17. COMPLIANCE WITH LAWS; NOT FOR RESALE OR EXPORT – Buyer agrees to comply with all applicable laws and regulations of the various states and of the United States.

18. GOVERNING LAW; VENUE – The parties agree that this Agreement, any sales there under, or any claim, dispute or controversy (whether in contract, tort, or otherwise, whether pre-existing, present or future, and including statutory, common law, and equitable claims) between Buyer and GracoRoberts arising from or relating to this agreement, its interpretation, or the breach, termination or validity thereof, the relationships which result from this agreement, GracoRoberts’ advertising, or any related purchase SHALL BE GOVERNED BY THE LAWS OF THE STATE OF TEXAS, WITHOUT REGARD TO CONFLICTS OF LAWS RULES. Any cause of action, claim, suit or demand by Buyer allegedly arising from or related to the terms of this Agreement or the relationship of the parties shall be brought in a court situated in Tarrant County in the State of Texas.
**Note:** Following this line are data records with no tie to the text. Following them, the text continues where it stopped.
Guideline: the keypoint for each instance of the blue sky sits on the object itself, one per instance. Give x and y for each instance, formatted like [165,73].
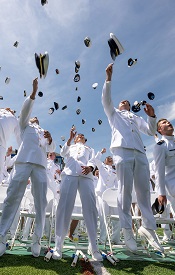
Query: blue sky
[146,30]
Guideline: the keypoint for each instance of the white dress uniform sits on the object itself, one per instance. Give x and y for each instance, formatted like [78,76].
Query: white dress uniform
[107,179]
[164,157]
[31,161]
[72,179]
[8,126]
[52,183]
[130,159]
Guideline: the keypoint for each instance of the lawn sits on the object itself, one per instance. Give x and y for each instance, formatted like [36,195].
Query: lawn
[17,265]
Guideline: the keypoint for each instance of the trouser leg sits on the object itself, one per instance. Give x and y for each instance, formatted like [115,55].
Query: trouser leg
[125,185]
[15,193]
[142,188]
[39,191]
[2,162]
[88,200]
[101,219]
[65,206]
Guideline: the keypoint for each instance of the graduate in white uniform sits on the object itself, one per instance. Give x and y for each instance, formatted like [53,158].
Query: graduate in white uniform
[107,179]
[31,161]
[164,167]
[131,163]
[77,175]
[53,173]
[8,126]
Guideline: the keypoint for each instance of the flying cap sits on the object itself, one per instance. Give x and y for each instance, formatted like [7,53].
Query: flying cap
[40,94]
[64,107]
[87,41]
[43,2]
[131,62]
[56,105]
[62,138]
[7,80]
[77,64]
[157,208]
[51,110]
[151,96]
[78,99]
[115,46]
[94,86]
[78,111]
[42,63]
[76,78]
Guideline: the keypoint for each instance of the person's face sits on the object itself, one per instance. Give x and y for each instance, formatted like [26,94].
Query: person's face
[124,105]
[165,128]
[51,156]
[109,161]
[80,138]
[34,120]
[10,110]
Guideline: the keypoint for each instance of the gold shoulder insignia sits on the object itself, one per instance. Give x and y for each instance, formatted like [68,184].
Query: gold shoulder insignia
[160,142]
Both parties hereby irrevocably admit themselves to and consent to the jurisdiction of said Court, and expressly waive any objection to such personal jurisdiction, including but not limited to forum non conveniens. Upon termination of this Agreement for any reason, Graco shall have all of the rights and remedies provided by law, including, without limitation, Texas Statutes or any successor statute or similar statute in the jurisdiction where Buyer is located or stores the Products.


(a) Security – GracoRoberts has taken steps to safeguard the integrity of its data and prevent unauthorized access. These measures are designed to prevent corruption of data, block unknown or unauthorized access to GracoRoberts’ systems and information, and provide reasonable protection of private information in GracoRoberts’ possession.
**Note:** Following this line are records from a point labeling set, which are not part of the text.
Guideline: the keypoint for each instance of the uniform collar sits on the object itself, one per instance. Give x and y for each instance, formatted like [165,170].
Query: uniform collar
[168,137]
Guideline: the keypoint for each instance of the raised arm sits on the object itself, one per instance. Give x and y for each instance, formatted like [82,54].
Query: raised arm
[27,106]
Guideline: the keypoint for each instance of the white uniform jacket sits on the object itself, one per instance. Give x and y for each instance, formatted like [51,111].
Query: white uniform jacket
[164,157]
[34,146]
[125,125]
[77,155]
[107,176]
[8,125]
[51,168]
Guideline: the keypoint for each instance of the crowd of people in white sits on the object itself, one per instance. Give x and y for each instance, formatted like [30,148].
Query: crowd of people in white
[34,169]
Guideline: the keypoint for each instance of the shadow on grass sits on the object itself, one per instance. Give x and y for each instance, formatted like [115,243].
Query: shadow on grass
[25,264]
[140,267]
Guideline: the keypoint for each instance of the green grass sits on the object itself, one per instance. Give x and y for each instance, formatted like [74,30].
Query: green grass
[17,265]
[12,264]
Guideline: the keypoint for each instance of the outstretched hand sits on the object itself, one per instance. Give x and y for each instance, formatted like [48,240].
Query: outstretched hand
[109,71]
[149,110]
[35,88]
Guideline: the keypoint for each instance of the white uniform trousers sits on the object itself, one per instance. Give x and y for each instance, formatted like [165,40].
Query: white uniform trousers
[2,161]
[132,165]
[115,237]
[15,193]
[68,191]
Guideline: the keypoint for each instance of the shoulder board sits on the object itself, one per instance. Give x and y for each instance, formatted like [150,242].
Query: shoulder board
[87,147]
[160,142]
(b) Encryption – GracoRoberts collects personal information required for orders and quotes using Secure Socket Layers (SSL), an industry standard for secure website transactions. When Buyer visits Web resources protected by SSL, Buyer’s browser address (URL) changes from HTTP to HTTPS, and the browser may display a lock or key symbol on the task bar. If Buyer does not see one or more of these security indicators, any information Buyer submits could be intercepted. GracoRoberts’ SSL-protected applications use 128-bit encryption any time private or sensitive information is collected. The 128-bit encryption keys further secure GracoRoberts’ website and network against brute force attacks that might be directed at Buyer’s online transactions, including any private information Buyer may send to GracoRoberts.
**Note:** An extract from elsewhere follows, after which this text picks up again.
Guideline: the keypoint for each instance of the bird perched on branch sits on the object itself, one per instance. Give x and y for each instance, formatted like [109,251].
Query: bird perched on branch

If Buyer’s browser does not support 128-bit encryption, Buyer will not be able to connect to encrypted pages.

20. AGREEMENT – This constitutes the entire agreement of the parties with respect to the subject matter hereof. Any negotiations or understandings between GracoRoberts and Buyer which are not contained in this agreement and any and all purchase orders, correspondence or statements that conflict with, differ from or modify this agreement shall have no force of effect, unless in writing and signed by authorized officers of GracoRoberts and Buyer. Sales representatives of GracoRoberts are without authority to change the terms of this agreement.